I think you have it right.

The point is that we are sometimes more concerned about focusing KCSAN
diagnostics on the core concurrent algorithm, and are willing to take
the very low risk of messed-up diagnostic output in order to get simpler
and better KCSAN diagnostics on the main algorithm.

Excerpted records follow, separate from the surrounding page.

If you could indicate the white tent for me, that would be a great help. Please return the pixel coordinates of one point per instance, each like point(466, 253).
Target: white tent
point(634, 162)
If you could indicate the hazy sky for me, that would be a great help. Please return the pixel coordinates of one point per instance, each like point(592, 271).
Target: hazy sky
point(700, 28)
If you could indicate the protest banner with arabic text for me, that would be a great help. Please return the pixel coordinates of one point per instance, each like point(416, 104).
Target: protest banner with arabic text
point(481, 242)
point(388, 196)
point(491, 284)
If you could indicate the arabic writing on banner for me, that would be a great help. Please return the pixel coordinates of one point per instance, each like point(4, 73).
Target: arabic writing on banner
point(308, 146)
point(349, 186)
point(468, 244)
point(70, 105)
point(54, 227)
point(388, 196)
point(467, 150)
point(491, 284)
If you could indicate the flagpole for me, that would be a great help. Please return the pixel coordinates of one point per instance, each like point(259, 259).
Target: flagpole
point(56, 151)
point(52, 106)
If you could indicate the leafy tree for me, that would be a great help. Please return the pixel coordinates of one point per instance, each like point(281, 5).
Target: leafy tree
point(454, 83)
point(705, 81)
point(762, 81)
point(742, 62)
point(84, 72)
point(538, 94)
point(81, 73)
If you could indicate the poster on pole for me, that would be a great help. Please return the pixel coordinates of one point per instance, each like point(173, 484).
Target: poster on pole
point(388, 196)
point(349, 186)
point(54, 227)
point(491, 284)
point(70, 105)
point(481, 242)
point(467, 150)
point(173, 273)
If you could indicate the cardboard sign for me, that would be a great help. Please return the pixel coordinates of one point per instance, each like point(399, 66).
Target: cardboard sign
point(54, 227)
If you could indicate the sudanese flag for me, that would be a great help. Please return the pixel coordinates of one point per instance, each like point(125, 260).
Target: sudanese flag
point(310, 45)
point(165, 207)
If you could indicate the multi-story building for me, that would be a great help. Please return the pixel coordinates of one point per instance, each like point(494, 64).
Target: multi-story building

So in that case, we use data_race() on the diagnostics and other markings
in the main algorithm.

For example, suppose that we had a core algorithm that relied on strict
locking.  In that case, we want to use unmarked plain C-language accesses
in the core algorithm, which will allow KCSAN to flag and accesses that
are not protected by the lock.  But it might be bad for the diagnostic
code to acquire that lock, as this would suppress diagnostics in the case
where the lock was held for too long a time period.  Using data_race()
in the diagnostic code addresses this situation.

							Thanx, Paul


> > Does that help?
> > 
> > Thanx, Paul
> > 
> >> BTW, line 5 in the example is likely to be optimized away. And yes, the compiler can cache the value loaded from line 5 from the perspective of undefined behavior, even if I believe it would be a compiler bug from the perspective of kernel.
> >> 
> >>> result will not change the semantics of the program. But otherwise,
> >>> that's bad.
> >>> 
> >>> [1] https://lwn.net/Articles/793253/#Store%20Tearing
> >>> 
> >>> thanks,
> >>> 
> >>> - Joel
> >>> 
> >>> 
> >>>> 
> >>>>> 
> >>>>> Thanks.
> >>>>> 
> >>>>> 
> >>>>> 
> >>>>>> 
> >>>>>>> +plain accesses of a memory location with rcu_dereference() of the same memory
> >>>>>>> +location, in code involved in a data race.
> >>>>>>> +
> >>>>>>> In short, updaters use rcu_assign_pointer() and readers use
> >>>>>>> rcu_dereference(), and these two RCU API elements work together to
> >>>>>>> ensure that readers have a consistent view of newly added data elements.
> >>>>>>> --
> >>>>>>> 2.41.0.585.gd2178a4bd4-goog
> 
>
  

Patch

diff --git a/Documentation/RCU/Design/Requirements/Requirements.rst b/Documentation/RCU/Design/Requirements/Requirements.rst
index f3b605285a87..e0b896d3fb9b 100644
--- a/Documentation/RCU/Design/Requirements/Requirements.rst
+++ b/Documentation/RCU/Design/Requirements/Requirements.rst
@@ -376,6 +376,38 @@  mechanism, most commonly locking or reference counting
 .. |high-quality implementation of C11 memory_order_consume [PDF]| replace:: high-quality implementation of C11 ``memory_order_consume`` [PDF]
 .. _high-quality implementation of C11 memory_order_consume [PDF]: http://www.rdrop.com/users/paulmck/RCU/consume.2015.07.13a.pdf
 
+Note that, there can be strange side effects (due to compiler optimizations) if
+``gp`` is ever accessed using a plain load (i.e. without ``READ_ONCE()`` or
+``rcu_dereference()``) potentially hurting any succeeding
+``rcu_dereference()``. For example, consider the code:
+
+   ::
+
+       1 bool do_something_gp(void)
+       2 {
+       3   void *tmp;
+       4   rcu_read_lock();
+       5   tmp = gp; // Plain-load of GP.
+       6   printk("Point gp = %p\n", tmp);
+       7
+       8   p = rcu_dereference(gp);
+       9   if (p) {
+      10     do_something(p->a, p->b);
+      11     rcu_read_unlock();
+      12     return true;
+      13   }
+      14   rcu_read_unlock();
+      15   return false;
+      16 }
+
+The behavior of plain accesses involved in a data race is non-deterministic in
+the face of compiler optimizations. Since accesses to the ``gp`` pointer is
+by-design a data race, the compiler could trip this code by caching the value
+of ``gp`` into a register in line 5, and then using the value of the register
+to satisfy the load in line 10. Thus it is important to never mix
+plain accesses of a memory location with rcu_dereference() of the same memory
+location, in code involved in a data race.
+
 In short, updaters use rcu_assign_pointer() and readers use
 rcu_dereference(), and these two RCU API elements work together to
 ensure that readers have a consistent view of newly added data elements.